All Fall Down: A Novel

PART TWO





All Fall Down





SEVEN




“Welcome to Eastwood.” The woman who met me on the front lawn of the Eastwood Assisted Living Facility had her silver-gray hair in a neat bob, a high, sweet voice, and a cool, brisk handshake. She wore khakis, a sweater, and a nametag with KATHLEEN YOUNG written on it, and she led me through the doors with a bounce in her step, like a former high-school jock who’d stayed on campus to teach phys ed. “Let me show you around!”

Her bubbly, energetic manner only made the handful of residents—a man in a wheelchair by the door, hands shaking as he held up the Examiner; a woman in a pink-and-white bathrobe, using a walker to make her slow way toward the art room—look even older and sadder. I tried to picture my father here, my smart, strong, competent father in a bathrobe, requiring the kind of care a place like this could give him. It hurt, but it was a distant kind of pain. The pills let me consider his future without feeling it too deeply. It was almost like watching a movie about someone else’s sorrows—now her father can’t remember his granddaughter’s name; now he’s having temper tantrums; now he’s having accidents, and wandering away from home, and crying—and knowing they were painful without feeling them acutely. Narcotics were like a warm, fuzzy comforter, a layer of defense between me and the world.
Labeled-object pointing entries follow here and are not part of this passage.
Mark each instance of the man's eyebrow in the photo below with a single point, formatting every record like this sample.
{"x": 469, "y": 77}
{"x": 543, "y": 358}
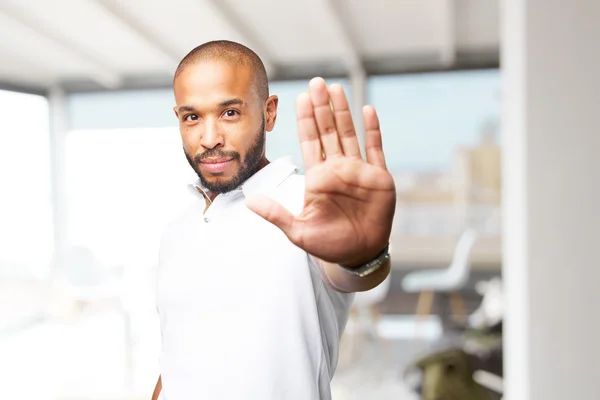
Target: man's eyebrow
{"x": 226, "y": 103}
{"x": 232, "y": 102}
{"x": 186, "y": 108}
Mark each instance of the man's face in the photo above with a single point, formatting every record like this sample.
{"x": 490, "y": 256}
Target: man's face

“Follow me, please,” said Kathleen, bounding down the hallway on the balls of her feet. I grappled with a brief but fierce desire to go sprinting back to my car, to burn rubber out of the parking lot and never see this place again . . . only what good would that do? My mother was unlikely to take this on. Someone had to step up and do what was required.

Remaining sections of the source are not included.